Today I was thinking that I should really be in the salvage business -- rescuing the old castoffs of this throwaway society, lovingly restoring them, and presenting them as the artifacts they truly are of our former culture, the one that existed before we encountered Future Shock.

After all, I've been collecting things for at least half a century. Old bottles, coins, stamps, magazines, books, photos, postcards, baseball cards -- the list goes on and on.

Tonight's major find was this old "compact" typewriter -- the laptop of its time. I used to work on a machine like this, and in fact, I still had one until relatively recently, when it found its way to the recycling bin. My kids have been asking me whether I have any old typewriters (they think they are "cool"), and I've only been able to answer, "I used to..."

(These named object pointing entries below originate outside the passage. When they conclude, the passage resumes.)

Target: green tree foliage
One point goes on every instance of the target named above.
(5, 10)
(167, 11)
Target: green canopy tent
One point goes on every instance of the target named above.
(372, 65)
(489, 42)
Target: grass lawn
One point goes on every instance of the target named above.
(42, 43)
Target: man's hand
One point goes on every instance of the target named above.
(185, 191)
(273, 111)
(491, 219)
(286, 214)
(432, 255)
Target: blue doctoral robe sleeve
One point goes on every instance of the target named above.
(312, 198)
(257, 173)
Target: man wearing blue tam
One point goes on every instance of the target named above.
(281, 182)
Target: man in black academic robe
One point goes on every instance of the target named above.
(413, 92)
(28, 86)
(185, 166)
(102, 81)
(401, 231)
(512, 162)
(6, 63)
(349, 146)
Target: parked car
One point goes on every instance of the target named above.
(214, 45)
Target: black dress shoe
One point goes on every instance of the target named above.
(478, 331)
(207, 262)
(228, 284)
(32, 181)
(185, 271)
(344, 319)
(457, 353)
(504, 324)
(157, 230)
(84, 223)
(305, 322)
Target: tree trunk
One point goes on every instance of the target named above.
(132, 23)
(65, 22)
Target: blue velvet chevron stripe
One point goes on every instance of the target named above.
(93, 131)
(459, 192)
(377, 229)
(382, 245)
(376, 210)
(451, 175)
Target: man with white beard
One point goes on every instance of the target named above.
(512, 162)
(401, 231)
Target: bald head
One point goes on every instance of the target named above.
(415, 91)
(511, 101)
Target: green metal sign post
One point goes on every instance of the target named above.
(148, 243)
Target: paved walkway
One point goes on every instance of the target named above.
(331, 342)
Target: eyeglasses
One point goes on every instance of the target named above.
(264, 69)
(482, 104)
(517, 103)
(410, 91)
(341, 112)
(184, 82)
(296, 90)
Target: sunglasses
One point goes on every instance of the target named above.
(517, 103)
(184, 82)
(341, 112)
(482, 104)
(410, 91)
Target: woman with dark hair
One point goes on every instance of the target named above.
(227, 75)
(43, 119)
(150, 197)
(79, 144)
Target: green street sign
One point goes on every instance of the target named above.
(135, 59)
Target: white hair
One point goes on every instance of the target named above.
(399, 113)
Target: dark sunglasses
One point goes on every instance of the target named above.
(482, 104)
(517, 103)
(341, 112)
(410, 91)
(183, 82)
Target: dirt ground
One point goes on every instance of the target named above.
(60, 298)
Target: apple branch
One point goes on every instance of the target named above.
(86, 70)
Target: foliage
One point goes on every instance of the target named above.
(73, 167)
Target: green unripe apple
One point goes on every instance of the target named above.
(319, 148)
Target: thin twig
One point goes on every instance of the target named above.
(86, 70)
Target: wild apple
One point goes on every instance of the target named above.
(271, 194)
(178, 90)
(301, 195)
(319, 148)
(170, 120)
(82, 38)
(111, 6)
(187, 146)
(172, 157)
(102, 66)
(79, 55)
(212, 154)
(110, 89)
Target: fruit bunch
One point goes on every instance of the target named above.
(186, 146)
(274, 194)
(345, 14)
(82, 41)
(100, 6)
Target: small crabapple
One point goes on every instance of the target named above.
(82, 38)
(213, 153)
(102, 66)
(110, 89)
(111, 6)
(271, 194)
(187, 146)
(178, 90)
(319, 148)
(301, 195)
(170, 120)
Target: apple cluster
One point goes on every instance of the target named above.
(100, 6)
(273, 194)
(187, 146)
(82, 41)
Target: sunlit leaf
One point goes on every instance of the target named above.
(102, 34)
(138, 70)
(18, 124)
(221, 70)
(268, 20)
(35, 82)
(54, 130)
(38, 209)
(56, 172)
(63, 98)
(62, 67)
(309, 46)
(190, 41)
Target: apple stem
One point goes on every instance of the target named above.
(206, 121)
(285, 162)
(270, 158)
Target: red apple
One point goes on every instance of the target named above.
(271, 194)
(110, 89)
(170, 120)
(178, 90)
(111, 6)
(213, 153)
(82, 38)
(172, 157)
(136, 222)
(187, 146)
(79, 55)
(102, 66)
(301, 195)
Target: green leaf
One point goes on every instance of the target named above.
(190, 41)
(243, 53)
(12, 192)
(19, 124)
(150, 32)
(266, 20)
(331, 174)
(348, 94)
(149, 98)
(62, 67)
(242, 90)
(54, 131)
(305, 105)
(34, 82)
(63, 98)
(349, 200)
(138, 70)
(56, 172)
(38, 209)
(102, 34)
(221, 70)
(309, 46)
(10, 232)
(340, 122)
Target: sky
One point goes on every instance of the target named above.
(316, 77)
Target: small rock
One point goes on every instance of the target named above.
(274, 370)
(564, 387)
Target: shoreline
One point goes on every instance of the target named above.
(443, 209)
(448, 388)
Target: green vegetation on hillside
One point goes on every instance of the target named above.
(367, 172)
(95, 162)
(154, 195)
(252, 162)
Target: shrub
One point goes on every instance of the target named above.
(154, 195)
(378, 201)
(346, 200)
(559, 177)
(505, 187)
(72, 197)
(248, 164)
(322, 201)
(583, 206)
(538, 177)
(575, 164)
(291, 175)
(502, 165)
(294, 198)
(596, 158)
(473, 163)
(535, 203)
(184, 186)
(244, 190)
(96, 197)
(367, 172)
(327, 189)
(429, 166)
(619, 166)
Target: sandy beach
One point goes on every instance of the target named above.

Thanks to one of my neighbors, following the local custom of putting whatever you don't want anymore out on the sidewalk for anyone passing by to claim (We don't bother to add a "Free" sign, because we all know the language of our streets), I now have retaken possession of this sweet portable Remington.

It makes that old comforting sound, you know, clickety-click, that a century ago came from the open windows in Rudyard Kipling's compound in old India, as that masterful story-teller pounded out his stories at night.

Or Conrad, Hemingway, Faulkner, take your pick. For many decades, this was the sound of literature and the sound of journalism. Even as recently as the Watergate scandal of 1974, the signature film made of Woodward and Bernstein's legendary reporting that ended Richard Nixon's presidency, closes with a series of headlines typed on an old manual typewriter.

Because that's what most of us still used at that time. Even at Rolling Stone.

In the years immediately before I joined that magazine's staff, a group of us who were living collectively used to go out scavenging at night in our old Chevy van. I'd drive down the alleys of San Francisco, and my buddy Howard would jump out and claim the goods. His main passion was the lovely old art that graced the wooden fruit and vegetable boxes stacked outside of stores and restaurants, especially around Chinatown.

Hell, I've still got some of those around here!



They grace the small desk where my kids and I work on their math homework, and the colorful old labels remain firmly in place where Howard attached them over 30 years ago -- yet one more reminder of a world that has passed, yielding plastics, functionality, and digital technology in its wake.